Community volunteers help to ensure the effectiveness of TB treatment in India

Publié: 21 mars 2014 14:17 CET

By Maude Froberg, IFRC
Photos by Gopal Mukherjee

The stairs leading up to the apartment of the Singh family in the center of Jalandhar are steep and worn. Breathless, one arrives at the first floor only to discover another winding flight to climb.

A challenge for anyone, healthy or sick. Yet, 14-year-old Suchi Singh does it with determination.

She climbs though it makes her breathing heavier. She climbs although she can longer hear the echo of her heels. She climbs although her young body is over-run by a disease forcing her into a difficult treatment.

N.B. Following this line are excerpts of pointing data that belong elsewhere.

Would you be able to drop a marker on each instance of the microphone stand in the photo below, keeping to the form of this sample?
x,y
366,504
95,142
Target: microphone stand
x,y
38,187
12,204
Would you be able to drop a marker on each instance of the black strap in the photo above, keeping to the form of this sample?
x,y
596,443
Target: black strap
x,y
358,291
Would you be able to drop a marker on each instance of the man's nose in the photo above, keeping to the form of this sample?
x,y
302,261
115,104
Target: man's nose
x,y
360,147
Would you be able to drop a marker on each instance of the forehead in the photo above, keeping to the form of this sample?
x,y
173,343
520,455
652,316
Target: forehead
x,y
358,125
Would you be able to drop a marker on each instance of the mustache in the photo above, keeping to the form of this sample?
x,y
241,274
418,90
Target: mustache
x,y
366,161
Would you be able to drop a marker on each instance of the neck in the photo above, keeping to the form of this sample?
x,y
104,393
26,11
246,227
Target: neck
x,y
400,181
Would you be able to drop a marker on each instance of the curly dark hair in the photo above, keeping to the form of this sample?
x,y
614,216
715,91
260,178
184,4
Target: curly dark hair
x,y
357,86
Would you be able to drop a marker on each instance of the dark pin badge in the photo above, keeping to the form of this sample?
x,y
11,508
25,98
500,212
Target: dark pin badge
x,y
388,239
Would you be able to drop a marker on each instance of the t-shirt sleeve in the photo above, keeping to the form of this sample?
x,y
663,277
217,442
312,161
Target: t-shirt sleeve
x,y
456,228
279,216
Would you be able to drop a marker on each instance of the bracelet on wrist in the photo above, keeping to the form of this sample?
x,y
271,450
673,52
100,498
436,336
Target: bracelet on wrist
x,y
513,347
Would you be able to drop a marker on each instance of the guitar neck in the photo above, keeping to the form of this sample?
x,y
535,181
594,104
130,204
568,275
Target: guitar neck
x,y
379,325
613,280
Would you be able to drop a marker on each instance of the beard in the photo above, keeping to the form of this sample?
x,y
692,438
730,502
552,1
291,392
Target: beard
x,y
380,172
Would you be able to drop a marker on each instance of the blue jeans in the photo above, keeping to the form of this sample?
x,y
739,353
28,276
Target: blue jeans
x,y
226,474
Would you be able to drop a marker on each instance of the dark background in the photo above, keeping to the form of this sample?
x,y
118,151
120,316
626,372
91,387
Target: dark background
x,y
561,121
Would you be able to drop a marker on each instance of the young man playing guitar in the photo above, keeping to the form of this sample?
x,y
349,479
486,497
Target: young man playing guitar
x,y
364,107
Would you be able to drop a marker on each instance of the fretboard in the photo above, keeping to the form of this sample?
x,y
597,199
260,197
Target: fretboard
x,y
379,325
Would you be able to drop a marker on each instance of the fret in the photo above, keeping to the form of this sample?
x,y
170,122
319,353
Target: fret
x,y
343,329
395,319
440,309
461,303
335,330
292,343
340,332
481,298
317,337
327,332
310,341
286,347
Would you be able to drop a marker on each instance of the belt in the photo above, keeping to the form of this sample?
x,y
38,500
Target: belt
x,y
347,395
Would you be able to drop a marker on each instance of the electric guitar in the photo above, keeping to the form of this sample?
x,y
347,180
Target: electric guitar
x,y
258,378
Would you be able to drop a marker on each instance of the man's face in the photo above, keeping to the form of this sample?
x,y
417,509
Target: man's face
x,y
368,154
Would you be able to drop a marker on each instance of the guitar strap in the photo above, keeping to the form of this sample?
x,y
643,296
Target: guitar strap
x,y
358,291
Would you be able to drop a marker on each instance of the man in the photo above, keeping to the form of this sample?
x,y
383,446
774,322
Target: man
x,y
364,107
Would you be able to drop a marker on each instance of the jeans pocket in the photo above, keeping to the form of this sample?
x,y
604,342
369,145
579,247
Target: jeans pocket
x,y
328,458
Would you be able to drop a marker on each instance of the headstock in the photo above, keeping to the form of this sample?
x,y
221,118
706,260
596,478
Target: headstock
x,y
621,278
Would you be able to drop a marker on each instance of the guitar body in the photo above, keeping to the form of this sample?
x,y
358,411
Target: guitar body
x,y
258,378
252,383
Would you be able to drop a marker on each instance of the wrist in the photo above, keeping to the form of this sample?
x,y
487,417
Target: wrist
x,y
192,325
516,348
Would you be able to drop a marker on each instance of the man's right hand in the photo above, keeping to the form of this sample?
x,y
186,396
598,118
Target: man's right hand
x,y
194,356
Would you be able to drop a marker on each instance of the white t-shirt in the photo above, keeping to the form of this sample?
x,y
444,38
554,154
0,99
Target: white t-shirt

As she comes to greet me, her playful dark eyes sparkle behind the handkerchief covering her nose and mouth. Except for the beige piece of cloth, nothing speaks of her suffering from multidrug-resistant tuberculosis (MDR TB), a strain which takes two years to cure and is 200 times more expensive than the treatment for category I patients.

Along with painful injections, and the unwelcome side effect of losing part of her hearing, she takes seven pills every day.

“It’s a lot of bitter pills to swallow, but I wish to get well,” she says, now halfway through the treatment.

One of the reasons to the successful adherence to her treatment stands next to her; Indian Red Cross volunteers Charanjit and Hardeep. Since Suchi was diagnosed with MDR TB, they have made many house calls, provided advice, supported her with transport to the hospital and with adding supplementary protein to her diet, as weight loss is frequent among patients.

“To submit the toxic side effects of the MDR treatment is a challenge to anyone. The human touch in the TB intervention is the key to success,” says Dr. Kailash Raizada, Senior Advisor to the International Federation of Red Cross and Red Crescent Societies (IFRC).

With nearly two million new cases in India each year, the task to combat TB in India is monumental. According to India’s Revised National TB Control Programme, about 800,000 cases are infectious and causing 1,000 deaths every day.

Staying the course

Since 2009, the IFRC is assisting the Indian Red Cross Society in an intervention, which includes 1,180 patients among the most vulnerable people living with TB, in particular category II patients. The term category II implies someone who has failed previous TB treatment, relapsed after treatment, or defaulted during previous treatment.

The scope is of the intervention, which covers seven states, is aimed at these patients, as they run the risk of developing MDR TB. Nonetheless, it takes persistence and perseverance to ensure the 100 per cent adherence to treatment.

Navdeep Kaur, District Coordinator of the TB Programme in Jalandhar, knows. One of her patients was Gurprett Singh. One day, he simply disappeared. “His parents were quiet about his whereabouts. We returned for several days, but not a sight of him. Asking around in the community, we finally found him in jail,” Kaur recalls.

Alerting the prison authorities about his medical condition, Gurprett Singh was diagnosed and put under treatment again. With further support from the Red Cross, assisting with nutrition in jail, he then followed through with the treatment and is now cured.

The commitment of the Red Cross volunteers also inspire  others. In the outskirts of Jalandhar, a wooden barrack in a long line of shops and offices is home to a DOTS (directly observed treatment short-course)  center, where healthcare workers observe TB patients under treatment. The dust scatters in the air as heavy trucks pass by, and Red Cross volunteer Sunita Devi closes the door behind the patients.

Community champions

Recently 61-year-old Omparkash, a TB patient himself, joined her and being a community leader in this industrial neighborhood with a huge migrant population, he is considered as a role model among TB patients.

“People live in very cramped condition with inadequate ventilation. If one person is ill, the other will be infected. I take every chance I get to raise awareness and reduce stigma,” says Omparkash.

The Indian Red Cross Society is now looking into ways of expanding the TB programme for category II patients.

“Extending our humanitarian services to reach more category II patients will be a contribution to making India a TB free country. Every patient we cure means less human suffering and less money spent on treatment. Also, an infected person risks spreading the infection to 15 people on average, which we hinder through our intervention,” says Dr. SP Agarwal, Secretary General of Indian Red Cross Society.

Community volunteers are at the heart of achieving Universal Health Coverage. Volunteers are improving access to health in even the most difficult contexts. However, effective volunteerism does not happen by itself. It needs recognition, planning and support not only to grow, but to sustain within the communities we serve.